Aos 16 anos, Renderson de Oliveira, hoje com 31, limpava cocheiras. Chegou a viajar para duas edições de Jogos Pan-Americanos como tratador de cavalos. E na segunda-feira, subiu ao pódio como atleta do Time Brasil, em Santiago, no seu primeiro ano disputando grandes prêmios. Pode ainda deixar o Chile com mais uma conquista: hoje, ele disputa a prova individual no Freestyle (Top 20), na Escola de Equitação do Exército em Quillota, região de Valparaiso, sede do hipismo nos Jogos. O Brasil terá três conjuntos.
Após 48 anos da conquista do primeiro bronze por equipes no Pan de 1975, o Brasil arrematou a primeira prata por equipes. E teve além de Renderson, João Victor Oliva, filho de Hortência, Manuel Tavares de Almeida e Paulo Cesar dos Santos. Na prova, o vencedor foi os EUA com 450,670% e o Canadá, bronze (431,937%). O Brasil obteve 443,343%.
— Frequento esse ambiente do esporte como tratador de cavalos há tempos. Sonhava estar em um Pan, uma Olimpíada, em competições internacionais deste porte. E pude realizar em Santiago. E sabendo do cavalo especial que tenho nas mãos... é ainda mais gratificante.
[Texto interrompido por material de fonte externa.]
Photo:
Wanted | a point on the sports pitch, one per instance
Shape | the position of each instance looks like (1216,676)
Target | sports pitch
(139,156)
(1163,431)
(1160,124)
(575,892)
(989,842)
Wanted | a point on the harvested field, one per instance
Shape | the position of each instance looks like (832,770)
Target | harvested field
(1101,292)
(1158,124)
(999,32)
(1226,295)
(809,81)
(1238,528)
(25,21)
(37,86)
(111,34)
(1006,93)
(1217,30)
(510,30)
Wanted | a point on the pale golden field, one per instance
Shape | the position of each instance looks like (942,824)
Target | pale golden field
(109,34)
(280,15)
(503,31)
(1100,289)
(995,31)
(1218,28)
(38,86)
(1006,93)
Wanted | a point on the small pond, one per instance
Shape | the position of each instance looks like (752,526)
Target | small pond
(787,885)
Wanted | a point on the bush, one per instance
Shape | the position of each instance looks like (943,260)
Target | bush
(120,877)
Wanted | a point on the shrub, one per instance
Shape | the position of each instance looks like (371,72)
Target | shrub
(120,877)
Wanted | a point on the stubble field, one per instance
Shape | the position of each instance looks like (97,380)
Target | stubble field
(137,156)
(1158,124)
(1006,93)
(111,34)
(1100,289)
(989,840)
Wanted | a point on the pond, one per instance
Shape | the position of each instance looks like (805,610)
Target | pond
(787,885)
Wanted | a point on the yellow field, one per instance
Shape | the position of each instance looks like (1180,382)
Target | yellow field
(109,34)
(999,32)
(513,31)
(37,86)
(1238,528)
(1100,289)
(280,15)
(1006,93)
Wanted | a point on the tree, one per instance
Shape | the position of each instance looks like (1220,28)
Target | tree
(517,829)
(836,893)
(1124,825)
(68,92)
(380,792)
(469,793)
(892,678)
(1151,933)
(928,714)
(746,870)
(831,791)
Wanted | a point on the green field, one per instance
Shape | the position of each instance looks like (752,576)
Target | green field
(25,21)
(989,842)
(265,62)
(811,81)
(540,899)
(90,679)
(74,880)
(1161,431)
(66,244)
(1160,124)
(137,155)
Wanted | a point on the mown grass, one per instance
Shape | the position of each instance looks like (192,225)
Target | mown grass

É mais do que um sonho — disse Renderson, sobre o garanhão Fogoso, que foi a Tóquio-2020 com o português Rodrigo Torres: — O nosso conjunto está preparado para Paris.
Com a prata, o Brasil garantiu vaga nos Jogos de Olímpicos-2024, mas precisa habilitar um terceiro cavaleiro. Renderson e João Victor têm pontuação suficiente, só que é preciso ter três conjuntos (alguns cavaleiros têm chance).
— A prata empolgará os cavaleiros. Tenho certeza que confirmaremos a vaga — acredita Renderson, que se emocionou por ter feito a melhor prova da vida, com 72% de aproveitamento.
Representatividade
Renderson diz que “sempre foi atleta” e que gosta de competir. Montando Fogoso, da Campline (em Portugal), o brasileiro pode quebrar um tabu: ser o primeiro cavaleiro preto a representar o Brasil em Jogos Olímpicos.
No pódio do Adestramento em Santiago, ele era o único cavaleiro preto. Renderson, que se diz orgulhoso com a façanha, afirma que a dificuldade de ter acesso ao mundo elitizado do hipismo se potencializa para pretos.
— É um esporte caro, de difícil acesso, independentemente da cor da pele. Tem muita gente com força de vontade e que poderia estar aqui. E o que falta para elas são oportunidades. Eu era o único preto ali, mas conheço vários com capacidade para estar no mesmo lugar — diz Rederson:
Renderson teve como padrinho Rogério Clementino, que era cavaleiro no haras Ilha Verde, da família de João Victor. Foi lá que ele trabalhava.
Vida na Europa
Natural de Ituiutaba (MG), ele se mudou para Araçoiaba da Serra (SP), perto da capital paulista. Morava com os avós e limpava 30 cocheiras por dia. Depois passou a ser tratador de cavalos e chegou a montar pelo haras, estreando em competições nacionais.
Rogério Clementino, que ensinou Renderson a montar, poderia ter sido o primeiro brasileiro preto a disputar uma Olimpíada, em Pequim-2008, mas o cavalo dele não passou na inspeção veterinária e não competiu.
— Minha vontade de estar lá é grande. Não como o primeiro preto, mas como atleta brasileiro — afirma Renderson, que chegou a seu atual haras, em Portugal, após os Jogos de Tóquio, quando foi o tratador do cavalo de João Victor:
— O meu ciclo começou há cerca de dois anos e meio. Morar na Europa, estar perto dos melhores... Uma baita oportunidade. Mais uma. Quando se tem um bom cavalo, tudo é possível. E quero esse pódio inédito.